There are people who care and are doing whatever they can to eliminate child hunger but there is one organization that, in my opinion, has succeeded beyond expectations – Akshaya Patra, an Indian non-profit, provides free meals to 1.5 million schoolchildren every single day. The food is prepared using fresh, local ingredients under hygienic conditions approved by the WHO. The program is modeled like a corporation and scaled so a $15 donation can feed a child for an entire year. The promise of a meal entices children to come to school. They get an education, jobs and help their families break the poverty cycle. (https://www.foodforeducation.org/)
I was so impressed with Akshaya Patra that we made it “our” charity a few years ago. Since my children were five, they have foregone birthday party gifts and guests, instead, donate to Akshaya Patra. My children are none the worse for not getting birthday gifts. They understand that $15 goes a long way – it helps feed a poor child for an entire year and the meal Akshaya Patra provides may be the only one the child might get that day. To know that you are making a difference at such a young age by giving up birthday presents is strangely empowering and humbling. (Of course, it doesn’t stop my children from fussing about the food I serve them but they are children after all).
Akshaya Patra runs highly mechanized kitchens and I visited one with my family last year. The kitchen produced 250,000 meals a day. Some of the world’s top engineering minds had designed the machinery, volunteers had perfected bulk production of spice mixtures so the food’s taste wasn’t compromised, and the operation assured a market for local farmers’ produce and grains.

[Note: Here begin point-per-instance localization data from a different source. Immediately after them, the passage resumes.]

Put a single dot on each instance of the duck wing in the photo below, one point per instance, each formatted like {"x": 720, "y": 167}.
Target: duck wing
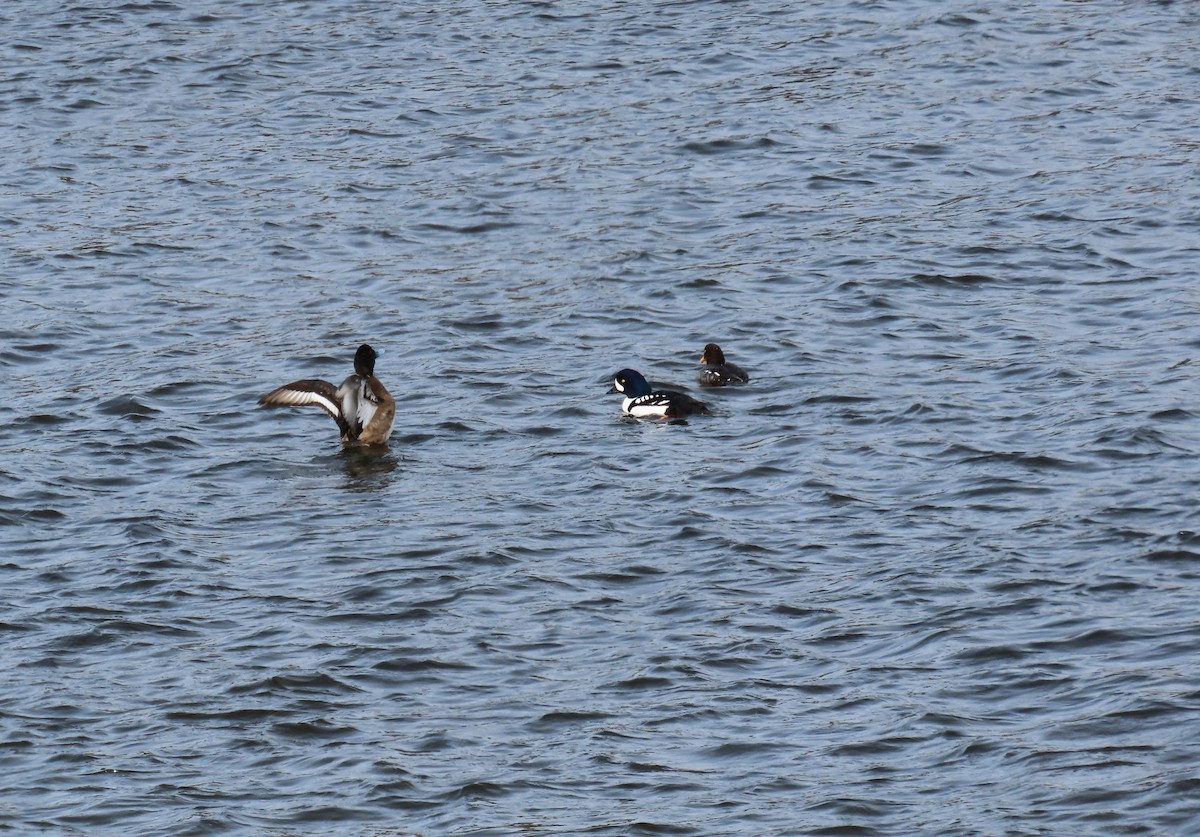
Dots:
{"x": 316, "y": 392}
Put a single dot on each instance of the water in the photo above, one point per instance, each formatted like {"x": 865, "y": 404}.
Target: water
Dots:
{"x": 934, "y": 572}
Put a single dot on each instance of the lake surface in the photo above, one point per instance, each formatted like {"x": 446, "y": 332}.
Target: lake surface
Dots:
{"x": 935, "y": 570}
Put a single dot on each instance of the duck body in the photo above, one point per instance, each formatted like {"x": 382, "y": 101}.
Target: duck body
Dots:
{"x": 361, "y": 405}
{"x": 717, "y": 372}
{"x": 645, "y": 402}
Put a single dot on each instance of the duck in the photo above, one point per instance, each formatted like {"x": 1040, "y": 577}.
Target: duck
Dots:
{"x": 361, "y": 405}
{"x": 715, "y": 372}
{"x": 643, "y": 402}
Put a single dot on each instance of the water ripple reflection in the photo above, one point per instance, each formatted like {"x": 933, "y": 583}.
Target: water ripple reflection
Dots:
{"x": 934, "y": 571}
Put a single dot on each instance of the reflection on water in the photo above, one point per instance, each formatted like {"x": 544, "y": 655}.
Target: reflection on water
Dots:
{"x": 933, "y": 571}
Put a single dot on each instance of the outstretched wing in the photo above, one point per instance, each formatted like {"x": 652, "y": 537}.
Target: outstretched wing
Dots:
{"x": 304, "y": 392}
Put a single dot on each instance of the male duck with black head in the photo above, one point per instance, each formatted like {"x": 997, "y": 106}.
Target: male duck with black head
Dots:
{"x": 361, "y": 405}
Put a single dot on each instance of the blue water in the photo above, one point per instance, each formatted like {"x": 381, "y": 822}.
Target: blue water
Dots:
{"x": 934, "y": 571}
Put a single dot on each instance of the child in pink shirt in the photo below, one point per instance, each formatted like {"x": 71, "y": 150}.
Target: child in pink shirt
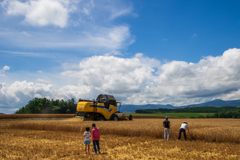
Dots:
{"x": 95, "y": 138}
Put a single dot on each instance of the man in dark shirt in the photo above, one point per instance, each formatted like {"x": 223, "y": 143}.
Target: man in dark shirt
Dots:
{"x": 166, "y": 125}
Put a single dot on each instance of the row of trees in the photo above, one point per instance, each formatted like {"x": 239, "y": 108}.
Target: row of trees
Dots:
{"x": 228, "y": 114}
{"x": 190, "y": 110}
{"x": 46, "y": 106}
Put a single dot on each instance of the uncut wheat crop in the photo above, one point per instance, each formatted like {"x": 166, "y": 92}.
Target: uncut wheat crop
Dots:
{"x": 211, "y": 130}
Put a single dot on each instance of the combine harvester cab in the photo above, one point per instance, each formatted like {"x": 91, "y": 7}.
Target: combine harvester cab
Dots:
{"x": 104, "y": 108}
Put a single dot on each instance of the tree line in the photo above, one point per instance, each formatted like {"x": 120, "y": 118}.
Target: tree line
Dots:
{"x": 189, "y": 110}
{"x": 46, "y": 106}
{"x": 224, "y": 114}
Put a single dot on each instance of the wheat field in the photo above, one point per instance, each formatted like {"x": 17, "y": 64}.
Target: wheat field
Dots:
{"x": 137, "y": 139}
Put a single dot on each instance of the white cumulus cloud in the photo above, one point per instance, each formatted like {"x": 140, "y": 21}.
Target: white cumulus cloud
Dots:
{"x": 136, "y": 80}
{"x": 40, "y": 12}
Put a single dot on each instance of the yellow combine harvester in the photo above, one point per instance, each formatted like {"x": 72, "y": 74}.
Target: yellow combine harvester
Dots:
{"x": 103, "y": 108}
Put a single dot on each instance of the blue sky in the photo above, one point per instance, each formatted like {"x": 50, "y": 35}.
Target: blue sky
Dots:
{"x": 157, "y": 52}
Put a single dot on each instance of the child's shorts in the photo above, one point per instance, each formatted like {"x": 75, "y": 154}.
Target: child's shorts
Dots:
{"x": 86, "y": 142}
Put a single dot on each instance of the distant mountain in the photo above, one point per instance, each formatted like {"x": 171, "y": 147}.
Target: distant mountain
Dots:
{"x": 214, "y": 103}
{"x": 133, "y": 108}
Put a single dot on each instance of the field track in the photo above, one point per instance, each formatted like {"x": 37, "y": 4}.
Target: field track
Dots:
{"x": 44, "y": 144}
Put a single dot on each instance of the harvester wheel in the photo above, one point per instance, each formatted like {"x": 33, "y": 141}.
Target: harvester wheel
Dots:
{"x": 115, "y": 118}
{"x": 100, "y": 118}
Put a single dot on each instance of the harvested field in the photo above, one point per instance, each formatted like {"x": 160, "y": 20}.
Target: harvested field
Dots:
{"x": 211, "y": 130}
{"x": 137, "y": 139}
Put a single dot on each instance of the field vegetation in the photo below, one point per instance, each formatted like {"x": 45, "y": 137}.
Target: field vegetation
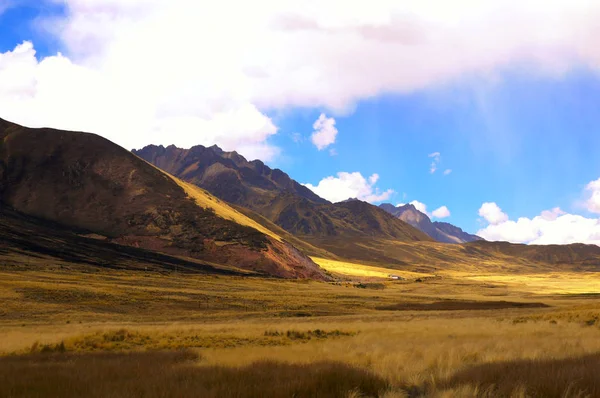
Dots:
{"x": 124, "y": 333}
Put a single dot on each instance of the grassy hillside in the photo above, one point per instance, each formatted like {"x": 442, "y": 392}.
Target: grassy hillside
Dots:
{"x": 274, "y": 195}
{"x": 86, "y": 182}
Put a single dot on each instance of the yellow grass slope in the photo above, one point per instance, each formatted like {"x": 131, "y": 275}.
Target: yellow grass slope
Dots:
{"x": 353, "y": 269}
{"x": 222, "y": 209}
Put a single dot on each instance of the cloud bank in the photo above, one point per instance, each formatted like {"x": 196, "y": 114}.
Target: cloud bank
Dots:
{"x": 350, "y": 185}
{"x": 179, "y": 72}
{"x": 551, "y": 227}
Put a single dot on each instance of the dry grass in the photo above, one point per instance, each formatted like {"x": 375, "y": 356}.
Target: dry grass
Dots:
{"x": 234, "y": 322}
{"x": 172, "y": 375}
{"x": 353, "y": 269}
{"x": 205, "y": 200}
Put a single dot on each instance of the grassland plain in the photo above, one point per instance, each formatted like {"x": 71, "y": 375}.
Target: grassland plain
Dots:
{"x": 253, "y": 329}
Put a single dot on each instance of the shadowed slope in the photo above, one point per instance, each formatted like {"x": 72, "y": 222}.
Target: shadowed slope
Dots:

The most impressive thing, though, was watching the children eat their meals sitting cross-legged, broad smiles on their faces as they shoved the food into their mouths using their fingers. I wish I had a picture of that but I was so entranced by their joy that my camera hung helplessly around my neck. I simply committed that image to memory.
It also occurred to me, at that moment, that the most effective way to care is to try and put myself in the shoes of a hungry child. Could I not eat for a day just to know, somewhat, how it feels? Could I give up coffee for a week and donate that money to Akshaya Patra? Could I stop drinking sparkling water because tap water was good enough?
I could. And it wouldn’t even kill me.
In fact, the misery from skipping a few meals, the resulting irritability, and the guilt of not being able to tolerate it even for a day were actually liberating. If nothing else, it was an escape from my privileged, selfish life.